Agents are called explicitly and sequentially. The benefit isn’t autonomy; it’s separation of responsibilities.

Shared state

All agents in this system communicate through a single shared state object, defined in graph_state.py.

Rather than passing lots of parameters between functions, each agent receives the entire state, reads the fields it cares about, and writes its own outputs back into it. Conceptually, the state is just a Python dictionary — but with a deliberately agreed structure.

Here’s the definition:

from typing import List, TypedDict

class AgentState(TypedDict, total=False):
    # Note that total=False makes fields in the TypedDict optional.

    # Original user question
    question: str

    # Planner output
    sub_tasks: List[str]

    # Researcher output
    research_notes: List[str]

    # Analyst output
    analysis: str

    # Writer output
    draft_report: str

    # Reviewer output
    final_report: str

    # Debug / trace messages
    logs: List[str]

This state acts as a contract between agents.

Each agent is responsible for:

reading only the fields it needs,
writing only the fields it owns,
and appending a short entry to logs describing what it did.

For example:

the Planner reads question and writes sub_tasks,
the Researcher reads sub_tasks and writes research_notes,
the Writer reads analysis and writes draft_report,
the Reviewer reads draft_report and writes final_report.

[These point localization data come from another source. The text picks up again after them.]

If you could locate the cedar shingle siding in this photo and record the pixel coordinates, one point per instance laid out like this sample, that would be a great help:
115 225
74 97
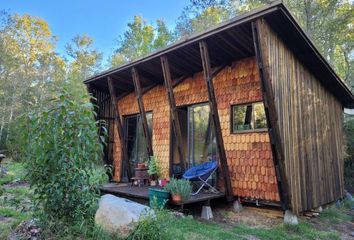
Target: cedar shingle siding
248 154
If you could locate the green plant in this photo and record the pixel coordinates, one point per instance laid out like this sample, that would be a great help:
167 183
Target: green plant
150 226
63 150
154 170
179 187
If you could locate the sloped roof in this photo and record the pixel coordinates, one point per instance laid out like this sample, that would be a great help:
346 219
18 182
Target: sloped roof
228 42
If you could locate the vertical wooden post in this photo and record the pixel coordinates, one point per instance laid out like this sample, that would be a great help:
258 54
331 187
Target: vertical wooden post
174 114
272 118
139 96
215 117
119 126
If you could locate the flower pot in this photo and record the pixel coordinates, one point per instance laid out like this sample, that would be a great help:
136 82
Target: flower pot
153 183
141 165
163 182
176 198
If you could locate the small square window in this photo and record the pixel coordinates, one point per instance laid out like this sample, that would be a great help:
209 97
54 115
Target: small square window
248 117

No agent is allowed to silently modify another agent’s output.

This design turns the workflow into something you can reason about step by step. At any point, you can print the state and see:

what information has been introduced,
which agent introduced it,
and what decisions were made along the way.

That’s especially important with LLM-based systems, where behaviour can otherwise feel opaque or “magical”. By forcing everything through an explicit shared state, failures become visible rather than hidden — which makes debugging, iteration, and learning much easier.

The Planner agent

About the Planner agent

The Planner is deliberately boring — and that’s a good thing.

Its job is not to answer the user’s question. It doesn’t do any research. It simply takes a broad question and breaks it into a small number of concrete research tasks.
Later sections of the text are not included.